Sunday, April 17, 2016

THE REVOLUTION WILL NOT BE SUSTAINED, AT LEAST AT THE BALLOT BOX

There are plenty of reasons a voter might want to choose Bernie Sanders over Hillary Clinton, but, as Jonathan Capehart notes, the likelihood of a sustained political "revolution" shouldn't be one of them:
A familiar and self-defeating pattern among Democrats is emerging for a fourth consecutive presidential election cycle. It goes something like this: The favored establishment candidate faces a challenge from the left fueled by grass-roots fervor, money and media attention. Whether that challenger wins the nomination (Barack Obama in 2008) or loses (Howard Dean in 2004), there is always talk about how their following is the start of a movement that can no longer be ignored.

That is, until the presidential election is over. After that great day at the polls, despite all the heady talk of political revolution, those fired-up folks go home -- and stay there for the next four years. The campaign of Sen. Bernie Sanders (I-Vt.) swears this time will be different. Sorry to be the skunk at the garden party, but it won’t.

... “We’ve heard that song before,” [Doyle McManus of the Los Angeles Times] writes. “In 2004, insurgent candidate Howard Dean tried to turn his campaign into a progressive movement, Democracy for America, with negligible results. In 2008, President Obama’s campaign staff tried to remake their grass-roots network into something called Organizing for America, but that effort failed completely.”

Democrats always forget that political revolutions are not quadrennial affairs....
Capehart's point is that Democrats don't vote in off-years. Part of the problem is that the leaders of presidential-year "revolutions" (I'd include Ralph Nader in 2000) tend not to win, except for Obama, and he won at a time when just putting America on a timetable for termination of the Iraq War and other within-the-pale proposals seemed to constitute serious change.

Is the problem that Democratic and progressive voters are just too lazy to vote in non-presidential years? Or is it that the party's candidates aren't particularly inspiring to those voters? I think it's a little of both. Run-of-the-mill Democratic congressional candidates rarely promise big changes from the status quo.

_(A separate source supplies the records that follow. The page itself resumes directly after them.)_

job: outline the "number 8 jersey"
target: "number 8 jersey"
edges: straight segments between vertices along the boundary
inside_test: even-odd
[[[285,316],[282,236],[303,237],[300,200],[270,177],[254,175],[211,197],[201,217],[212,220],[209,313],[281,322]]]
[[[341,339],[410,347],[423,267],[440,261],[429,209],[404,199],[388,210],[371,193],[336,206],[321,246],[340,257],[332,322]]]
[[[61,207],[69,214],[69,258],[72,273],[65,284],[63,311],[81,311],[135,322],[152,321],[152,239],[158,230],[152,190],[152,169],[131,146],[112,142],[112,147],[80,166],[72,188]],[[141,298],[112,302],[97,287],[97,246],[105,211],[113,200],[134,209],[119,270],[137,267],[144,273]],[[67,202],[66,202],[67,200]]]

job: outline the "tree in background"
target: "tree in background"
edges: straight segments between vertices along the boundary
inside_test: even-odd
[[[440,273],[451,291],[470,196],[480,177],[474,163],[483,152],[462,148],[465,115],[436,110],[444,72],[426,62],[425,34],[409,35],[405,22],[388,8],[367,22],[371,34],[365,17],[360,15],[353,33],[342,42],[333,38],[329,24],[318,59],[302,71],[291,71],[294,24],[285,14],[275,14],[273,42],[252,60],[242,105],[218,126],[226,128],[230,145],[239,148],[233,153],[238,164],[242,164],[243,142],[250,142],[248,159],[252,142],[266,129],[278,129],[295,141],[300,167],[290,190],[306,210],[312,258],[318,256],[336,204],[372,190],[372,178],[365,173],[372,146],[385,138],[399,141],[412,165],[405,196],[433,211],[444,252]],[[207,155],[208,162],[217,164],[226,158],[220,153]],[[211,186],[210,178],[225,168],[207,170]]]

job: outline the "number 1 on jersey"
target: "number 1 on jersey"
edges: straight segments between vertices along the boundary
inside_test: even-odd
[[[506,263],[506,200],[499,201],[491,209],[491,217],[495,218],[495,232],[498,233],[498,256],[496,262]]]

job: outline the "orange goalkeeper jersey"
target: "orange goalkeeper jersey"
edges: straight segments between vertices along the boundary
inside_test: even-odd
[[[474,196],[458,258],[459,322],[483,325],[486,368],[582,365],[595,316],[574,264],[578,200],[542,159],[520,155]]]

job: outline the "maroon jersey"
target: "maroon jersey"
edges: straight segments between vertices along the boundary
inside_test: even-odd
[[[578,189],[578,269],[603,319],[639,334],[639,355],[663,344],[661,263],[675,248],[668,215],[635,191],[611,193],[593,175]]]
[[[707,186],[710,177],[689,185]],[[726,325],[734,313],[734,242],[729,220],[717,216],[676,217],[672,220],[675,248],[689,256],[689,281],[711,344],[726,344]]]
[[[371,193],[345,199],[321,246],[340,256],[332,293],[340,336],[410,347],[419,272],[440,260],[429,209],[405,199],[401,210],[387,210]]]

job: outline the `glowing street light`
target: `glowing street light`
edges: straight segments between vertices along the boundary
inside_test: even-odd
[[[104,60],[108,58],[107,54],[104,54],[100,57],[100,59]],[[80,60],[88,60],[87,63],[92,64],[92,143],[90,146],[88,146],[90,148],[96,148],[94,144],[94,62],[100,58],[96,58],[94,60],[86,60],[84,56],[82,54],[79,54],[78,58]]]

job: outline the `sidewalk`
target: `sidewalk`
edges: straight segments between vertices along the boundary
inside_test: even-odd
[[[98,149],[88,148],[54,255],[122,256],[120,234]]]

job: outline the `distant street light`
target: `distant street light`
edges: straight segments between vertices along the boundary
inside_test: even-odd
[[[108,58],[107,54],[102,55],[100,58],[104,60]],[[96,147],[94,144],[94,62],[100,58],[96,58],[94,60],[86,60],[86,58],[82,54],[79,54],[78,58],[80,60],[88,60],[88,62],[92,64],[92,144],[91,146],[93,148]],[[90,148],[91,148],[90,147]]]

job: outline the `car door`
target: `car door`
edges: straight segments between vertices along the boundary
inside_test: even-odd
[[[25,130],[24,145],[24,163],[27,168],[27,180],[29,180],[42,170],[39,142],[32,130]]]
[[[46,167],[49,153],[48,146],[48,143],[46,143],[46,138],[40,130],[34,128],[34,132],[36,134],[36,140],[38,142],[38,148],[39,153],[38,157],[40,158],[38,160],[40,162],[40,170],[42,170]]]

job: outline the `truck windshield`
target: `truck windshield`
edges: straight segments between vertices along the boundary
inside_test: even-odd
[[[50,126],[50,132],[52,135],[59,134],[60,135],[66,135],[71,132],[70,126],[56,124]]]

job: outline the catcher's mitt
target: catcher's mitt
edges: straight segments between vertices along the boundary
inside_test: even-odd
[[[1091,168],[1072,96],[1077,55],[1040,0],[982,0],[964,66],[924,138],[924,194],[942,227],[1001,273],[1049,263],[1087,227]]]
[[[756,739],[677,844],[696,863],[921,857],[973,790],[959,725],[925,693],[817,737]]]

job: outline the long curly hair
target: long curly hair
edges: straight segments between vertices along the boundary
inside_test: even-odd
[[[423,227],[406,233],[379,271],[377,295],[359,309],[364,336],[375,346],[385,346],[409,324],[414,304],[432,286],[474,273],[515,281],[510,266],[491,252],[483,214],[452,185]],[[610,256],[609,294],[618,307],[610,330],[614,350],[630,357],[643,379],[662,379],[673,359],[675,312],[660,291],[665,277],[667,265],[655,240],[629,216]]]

On the other hand, voters don't seem to grasp the fact that just keeping power out of the hands of ever-more-extreme Republicans is a worthwhile end in itself.

A lot of the energy that goes into would-be progressive revolutions in presidential election years seems to gravitate in other years to non-electoral political activity -- Occupy Wall Street for a brief moment, but also LGBT activism, the fight to increase the minimum wage, the pro-immigrant movement, and Black Lives Matter. Some of the energy is dissipated because most downballot Democrats don't seem particularly connected to progressive movements. The Tea Party movement very rapidly fielded a large number of candidates in congressional, gubernatorial, and state legislative races who sounded jut like Tea Party activists; if you were an angry right-wing ideologue, it wasn't hard to find a candidate who was worked up about the same issues you were. Progressive voters rarely have that luxury.

There need to be more genuinely progressive candidates, especially in off years -- and maybe that's just impossible, given the realities of campaign finance in America. (Genuinely progressive candidates want things rich donors don't.) The alternative is a focus on political movements rather than elections -- which is unfortunate, because elections also matter. Even disappointing Democratic candidates are better than increasingly awful Republicans. They're still needed to hold the line while non-electoral activists fight for real change in other ways.